Picking up where I left off in part 5, the subpixel-corrected polygons on Amiga:
The subpixel-correction in itself appeared to work. My analysis of the input terms for the blitter’s linedrawing appeared to be correct: you can specify the error-term in bltapt. Let us look at this formula again:
bltapt = (APTR) (2*Sdelta-Ldelta);
The Ldelta-term here represents Denominator/2, and can be replaced by a subpixel prestep, something like this:
initialNominator = fraction*2*Ldelta;
bltapt = (APTR) (2*Sdelta-initialNominator);
In other words:
initialNominator = fraction*Denominator;
bltapt = (APTR) (Nominator-initialNominator);
Where fraction would be the distance from the start of the line to the hotspot inside that pixel (so a value between 0 and 1). For completeness I’d like to point out that you have to calculate the Sdelta and Ldelta values from the coordinates at the higher resolution, rather than screen resolution, and you will need to also pre-step the x and y coordinates for your starting point before passing them on to the blitter. Important to note: the blitter can render lines in any direction (I already mentioned that in part 3, when I said I wanted to sort my lines to always render top-down, so that left and right edges would fit properly). This means that you need to perform the subpixel correction in the proper direction as well.

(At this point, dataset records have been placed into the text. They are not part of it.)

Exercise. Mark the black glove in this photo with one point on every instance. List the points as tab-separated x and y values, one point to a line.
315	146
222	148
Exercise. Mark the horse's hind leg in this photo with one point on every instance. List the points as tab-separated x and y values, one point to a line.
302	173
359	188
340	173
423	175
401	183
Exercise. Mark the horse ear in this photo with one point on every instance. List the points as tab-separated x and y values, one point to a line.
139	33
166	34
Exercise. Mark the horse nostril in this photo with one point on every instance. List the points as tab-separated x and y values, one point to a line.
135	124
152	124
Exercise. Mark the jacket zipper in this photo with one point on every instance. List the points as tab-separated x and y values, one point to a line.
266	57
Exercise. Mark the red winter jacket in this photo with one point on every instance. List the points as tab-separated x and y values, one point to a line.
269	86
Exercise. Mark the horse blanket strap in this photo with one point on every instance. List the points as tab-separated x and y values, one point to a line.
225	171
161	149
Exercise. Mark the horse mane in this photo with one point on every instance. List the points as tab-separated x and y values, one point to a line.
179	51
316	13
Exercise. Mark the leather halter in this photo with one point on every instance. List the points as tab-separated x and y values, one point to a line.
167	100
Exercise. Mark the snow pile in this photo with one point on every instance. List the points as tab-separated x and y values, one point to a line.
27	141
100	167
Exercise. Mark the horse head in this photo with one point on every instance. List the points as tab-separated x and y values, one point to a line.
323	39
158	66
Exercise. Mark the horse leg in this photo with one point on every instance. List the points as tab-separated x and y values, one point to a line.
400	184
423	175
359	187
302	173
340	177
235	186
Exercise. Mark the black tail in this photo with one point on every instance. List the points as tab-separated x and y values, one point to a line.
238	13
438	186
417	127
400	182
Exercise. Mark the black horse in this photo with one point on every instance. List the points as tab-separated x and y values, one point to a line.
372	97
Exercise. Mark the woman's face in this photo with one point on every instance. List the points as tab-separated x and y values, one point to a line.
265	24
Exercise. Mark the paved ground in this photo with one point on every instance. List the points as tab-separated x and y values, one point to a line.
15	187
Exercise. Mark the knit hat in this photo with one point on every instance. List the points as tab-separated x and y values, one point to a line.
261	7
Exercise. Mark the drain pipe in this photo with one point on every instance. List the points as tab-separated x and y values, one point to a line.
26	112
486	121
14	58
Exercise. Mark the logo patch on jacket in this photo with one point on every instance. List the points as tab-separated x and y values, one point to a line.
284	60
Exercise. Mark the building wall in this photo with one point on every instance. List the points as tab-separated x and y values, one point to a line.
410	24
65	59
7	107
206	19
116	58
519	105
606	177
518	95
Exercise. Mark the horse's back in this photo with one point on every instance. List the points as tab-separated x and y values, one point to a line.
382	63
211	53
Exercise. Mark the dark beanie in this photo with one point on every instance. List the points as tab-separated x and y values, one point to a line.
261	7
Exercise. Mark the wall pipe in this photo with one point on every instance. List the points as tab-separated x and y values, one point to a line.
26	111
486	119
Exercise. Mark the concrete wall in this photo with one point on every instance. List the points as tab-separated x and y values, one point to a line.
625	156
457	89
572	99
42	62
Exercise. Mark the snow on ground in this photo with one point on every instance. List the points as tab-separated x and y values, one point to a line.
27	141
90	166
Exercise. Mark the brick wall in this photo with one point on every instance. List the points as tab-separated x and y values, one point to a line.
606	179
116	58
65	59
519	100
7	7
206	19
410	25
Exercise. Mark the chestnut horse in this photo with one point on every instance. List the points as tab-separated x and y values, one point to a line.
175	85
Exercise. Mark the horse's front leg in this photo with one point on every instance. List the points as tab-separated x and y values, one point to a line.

As an aside: I already mentioned that the Amiga Hardware Reference Manual and the System Programmers Guide had slightly different formulas. For some reason the HRM scaled everything up by a factor 2, compared to the SPG. I can see why the SPG uses 2*Sdelta and 2*Ldelta terms: this means you can just use Ldelta as your Denominator/2 value, without losing any precision. I am not sure why the HRM uses 4*dx and 4*dy terms. However, it clearly shows that applying a scale factor to all terms does not affect linedrawing.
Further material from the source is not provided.